Planning the UK football adventure, Part 2: Club memberships and schedule uncertainty

Premier League

(Nathan Rogers / Unsplash)

I’m about two months away from my epic football trip to England, and you bet I’m excited for the big day: January 24.

Wait, that’s well before my March departure date, right? But Jan. 24 is big for this reason: It’s when the Premier League will announce kickoff times for the games taking place while Mrs. Fan and I are in the UK. It means we can finally move forward with plans for which matches we will try to attend — and frankly, for the rest of our itinerary as well.
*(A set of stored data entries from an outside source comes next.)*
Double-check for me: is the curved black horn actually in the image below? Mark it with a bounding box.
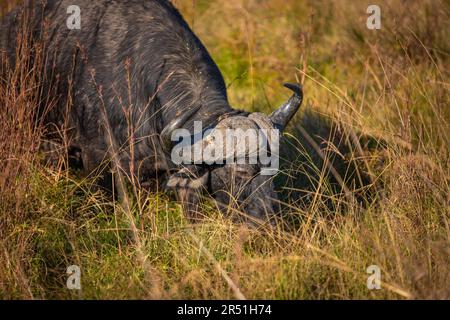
[161,104,202,152]
[269,83,303,130]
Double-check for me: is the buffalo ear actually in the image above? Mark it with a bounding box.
[165,166,210,222]
[165,166,210,190]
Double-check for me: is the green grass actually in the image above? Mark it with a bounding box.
[0,0,449,299]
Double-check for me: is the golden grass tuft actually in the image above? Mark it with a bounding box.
[0,0,448,299]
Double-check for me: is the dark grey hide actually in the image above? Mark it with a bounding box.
[0,0,303,222]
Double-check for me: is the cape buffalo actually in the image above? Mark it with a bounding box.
[0,0,303,222]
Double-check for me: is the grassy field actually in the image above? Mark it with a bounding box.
[0,0,448,299]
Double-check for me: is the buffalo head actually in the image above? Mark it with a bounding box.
[162,83,303,223]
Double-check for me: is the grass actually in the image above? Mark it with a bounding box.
[0,0,449,299]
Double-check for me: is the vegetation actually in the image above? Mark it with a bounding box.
[0,0,448,299]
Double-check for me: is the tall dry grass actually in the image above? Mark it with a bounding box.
[0,0,448,299]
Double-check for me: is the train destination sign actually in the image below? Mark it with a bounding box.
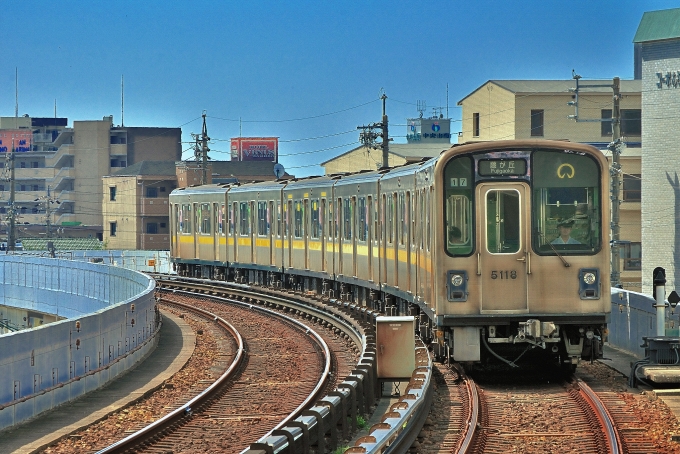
[478,159,526,176]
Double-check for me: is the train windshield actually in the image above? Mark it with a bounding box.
[532,150,601,254]
[443,156,474,256]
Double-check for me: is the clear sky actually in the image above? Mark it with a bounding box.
[1,1,677,177]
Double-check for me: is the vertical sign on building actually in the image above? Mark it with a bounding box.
[230,137,279,162]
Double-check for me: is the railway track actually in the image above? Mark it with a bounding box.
[95,287,332,453]
[417,366,629,454]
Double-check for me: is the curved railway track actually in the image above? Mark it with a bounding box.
[96,288,333,453]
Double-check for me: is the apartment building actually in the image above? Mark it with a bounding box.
[457,79,642,288]
[0,116,181,240]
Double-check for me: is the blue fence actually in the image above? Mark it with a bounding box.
[0,256,159,431]
[608,288,680,357]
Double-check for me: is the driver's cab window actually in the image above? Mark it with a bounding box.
[443,156,473,256]
[532,150,601,254]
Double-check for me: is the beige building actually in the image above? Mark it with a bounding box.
[103,160,292,250]
[103,161,176,250]
[458,80,642,288]
[0,116,181,241]
[321,142,451,175]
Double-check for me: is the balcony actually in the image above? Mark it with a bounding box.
[140,198,170,217]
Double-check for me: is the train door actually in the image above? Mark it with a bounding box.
[381,194,387,284]
[287,200,293,268]
[269,200,274,266]
[193,202,200,259]
[392,193,399,288]
[367,196,373,281]
[231,202,237,263]
[213,202,220,261]
[477,183,529,313]
[406,191,414,293]
[304,199,310,270]
[338,197,344,276]
[321,199,327,272]
[250,201,256,264]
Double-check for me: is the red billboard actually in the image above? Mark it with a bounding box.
[0,130,32,152]
[230,137,278,162]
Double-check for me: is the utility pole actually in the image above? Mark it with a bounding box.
[611,77,622,288]
[192,112,210,185]
[35,185,59,238]
[380,94,389,168]
[358,93,392,169]
[568,72,623,287]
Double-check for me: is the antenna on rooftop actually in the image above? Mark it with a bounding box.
[417,100,426,119]
[121,75,125,127]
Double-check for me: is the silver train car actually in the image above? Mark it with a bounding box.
[170,139,610,369]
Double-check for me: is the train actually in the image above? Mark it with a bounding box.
[169,139,610,370]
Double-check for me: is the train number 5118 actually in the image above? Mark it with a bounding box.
[491,270,517,279]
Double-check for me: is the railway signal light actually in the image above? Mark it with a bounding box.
[653,267,666,302]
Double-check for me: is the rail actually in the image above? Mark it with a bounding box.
[95,299,246,454]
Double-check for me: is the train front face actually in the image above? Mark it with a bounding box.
[434,141,610,368]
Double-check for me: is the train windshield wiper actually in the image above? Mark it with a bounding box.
[548,241,571,267]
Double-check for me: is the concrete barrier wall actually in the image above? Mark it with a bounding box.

But there’s another little issue I have to contend with before I can finalize my plans: English football club memberships.

What are memberships?

In English football, club memberships are basically fan clubs, or to use more proper soccer parlance, supporter clubs, which require a fee for entry. Each team in English football has one, it seems, but the big clubs in particular use it as a sort of gateway into their realm of ticket access. As in, you have to pay for a season-long membership to simply have access to the ticket portal the club uses to sell tickets.

To my knowledge, no American sports club restricts the public from buying tickets in this manner — the closest thing I’ve seen is the season seat license structure that many NFL teams employ, but that’s for the right to buy season tickets. The membership concept applies to anyone who wants a ticket, whether to all the games or just one.

As you can imagine, it’s a tricky thing to navigate for someone who just wants to drop in and see a game, let alone a foreign tourist who knows he has just one shot at some of the teams and venues he’d like to visit. In planning out which matches I’d like to see, I also need to take into account whether I should buy a membership — and if doing so is worth the risk, because purchasing a membership is NOT a guarantee of getting the tickets I covet.

During my research I came across this informative post on the subject from the blog The Groundhopper’s Guide to Soccer in England, which validated some other suspicions I had:

  1. The demand for the more popular clubs make the memberships necessary in that it’s a way to ensure that their most fervent and loyal fans have the best access. In that regard, it’s worth the price of admission (no pun intended) and I’m happy to play that game since I am vying to be a neutral observer occupying a seat that could’ve gone to a die-hard.
  2. Liverpool and Chelsea in particular are so popular that getting a ticket as a drop-in is just about impossible, membership or not. This has borne out for me because seeing a Chelsea match at Stamford Bridge was high on my wish list, but even the membership terms seemed prohibitive enough (for one thing, I’d have to buy one membership per ticket desired — the only club I’ve seen so far that has these rules) that it wasn’t worth the risk of buying them for me.
  3. Trying the secondary, or black, market isn’t a good idea. You’ll just never know what you’ll wind up with, and this pursuit is expensive enough without the risk of spending hundreds of pounds on fake tickets.

Accordingly, I’ve toned down my expectations a bit from where they were when planning for this trip first began. If you want to see a match during a visit to the UK, you have to take the potential cost of English football club memberships in mind.

Cup competitions

Even so, there are a couple other opportunities to catch matches while we’re in the UK that didn’t exist before. 

As far as these non-league matches, I’ve zeroed in on one possibility: Manchester City faces Real Madrid in the second leg of their Champions League Round of 16 matchup on March 17, at the Etihad Stadium.

Even in my casual knowledge of European football, I know this is a marquee matchup. But I was pleasantly surprised to find that Man City’s club membership wasn’t as restrictive as some of the others I’d seen. One of their Cityzens Matchday memberships costs a reasonable £35 (about US$45) and entitles you to purchase two tickets to the Champions League match.

Even though this basic membership is two or three tiers below the more exclusive memberships, and there’s still no guarantee that I’ll be able to snag tickets to the match I want, the barrier to entry was low enough that I felt it was worth the risk. As a result, I’m now a card-carrying Man City supporter, and I’ll be waking up in the middle of the night (darn time difference!) later this week to try and buy tickets. Wish me luck!

There’s also the Europa League and FA Cup, both of which will have matches during our stay, but fixtures for those won’t be known until late February or early March. So it’s clear that if we see one of those, it’ll be a spur-of-the-moment thing. Oh well, best to keep the eyes on the prizes. And now that I know about English football club memberships, I feel a lot more prepared.